Took her on the hillside, To make her your wife; Took her on the hillside Where there you took her life. Take down my old violin, Play it all you please; This time tomorrow, It'll be no use to me. I dug a grave four feet long, I dug it three feet deep; Throwed the cold clay over her, And tromped it with my feet.
This world and one more, Then where you reckon I'll be? Hadn't a-been for Grayson, I'd a-been in Tennessee. He told them it was the first song he remembered hearing his father pick on the banjo.

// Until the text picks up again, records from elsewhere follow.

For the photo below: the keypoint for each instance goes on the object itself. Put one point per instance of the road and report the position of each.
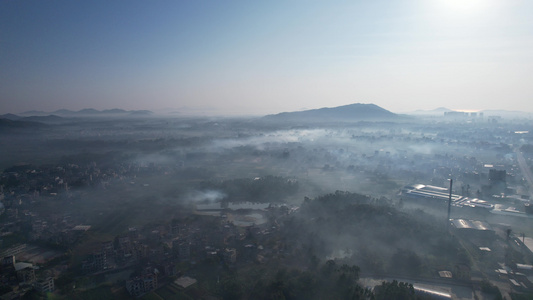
(526, 171)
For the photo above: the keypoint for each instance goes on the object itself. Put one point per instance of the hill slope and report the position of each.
(352, 112)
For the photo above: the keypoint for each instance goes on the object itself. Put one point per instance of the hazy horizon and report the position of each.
(239, 58)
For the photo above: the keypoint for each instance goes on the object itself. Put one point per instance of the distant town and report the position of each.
(353, 202)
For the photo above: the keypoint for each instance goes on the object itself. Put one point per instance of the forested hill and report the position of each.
(351, 112)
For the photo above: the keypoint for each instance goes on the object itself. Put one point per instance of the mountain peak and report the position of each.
(346, 113)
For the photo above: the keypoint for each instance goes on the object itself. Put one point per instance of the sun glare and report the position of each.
(464, 6)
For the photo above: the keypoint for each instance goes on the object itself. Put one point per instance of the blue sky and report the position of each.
(261, 57)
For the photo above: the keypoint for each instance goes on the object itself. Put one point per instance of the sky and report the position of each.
(263, 57)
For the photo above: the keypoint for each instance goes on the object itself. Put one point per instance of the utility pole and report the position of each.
(449, 205)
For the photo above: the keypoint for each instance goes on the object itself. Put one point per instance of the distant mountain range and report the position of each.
(346, 113)
(88, 112)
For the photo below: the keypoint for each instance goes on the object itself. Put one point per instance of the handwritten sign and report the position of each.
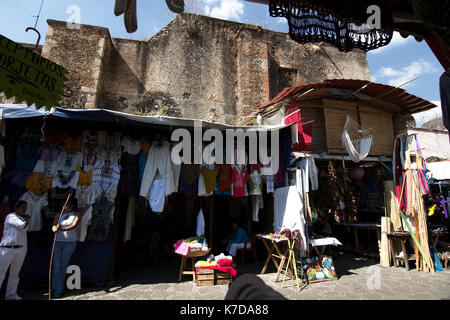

Like G. Grayson, Proffitt had a personal connection to the song. Two years later, with a newly acquired Wilcox Gay Recordio disk-cutting machine in tow, they returned to Watauga County, North Carolina and recorded a number of Frank Proffitt's songs, including "Tom Dooley. Warner Regarding the Song 'Tom Dooley'" dated February 23, and on file in the Anne and Frank Warner Collection at Duke University, Frank Warner describes that recording session as follows: "This time  we took down the songs in shorthand and recorded on discs several stanzas of each song to secure the melodies.
On the occasion of this visit Frank Proffitt recorded for us three stanzas of 'Tom Dooley. Warner to take down in shorthand. You met her on the hillside And there you took her life You met her on the hillside And stobbed her with your knife. PDF Playlist. The song is best known today because of a hit version recorded in by The Kingston Trio. A local poet named Thomas Land wrote a song about the tragedy, titled "Tom Dooley" which was how Dula's name was pronouncedshortly after Dula was hanged.
In the documentary Appalachian Journeyfolklorist Alan Lomax describes Frank Proffitt as the "original source" for the song, which was misleading only in that he didn't write it.
There are several earlier known recordings, notably one that Grayson and Whitter made inapproximately 10 years before Proffitt cut his own recording. The Kingston Trio is an American folk and pop music group that helped launch the folk revival of the late s to late s.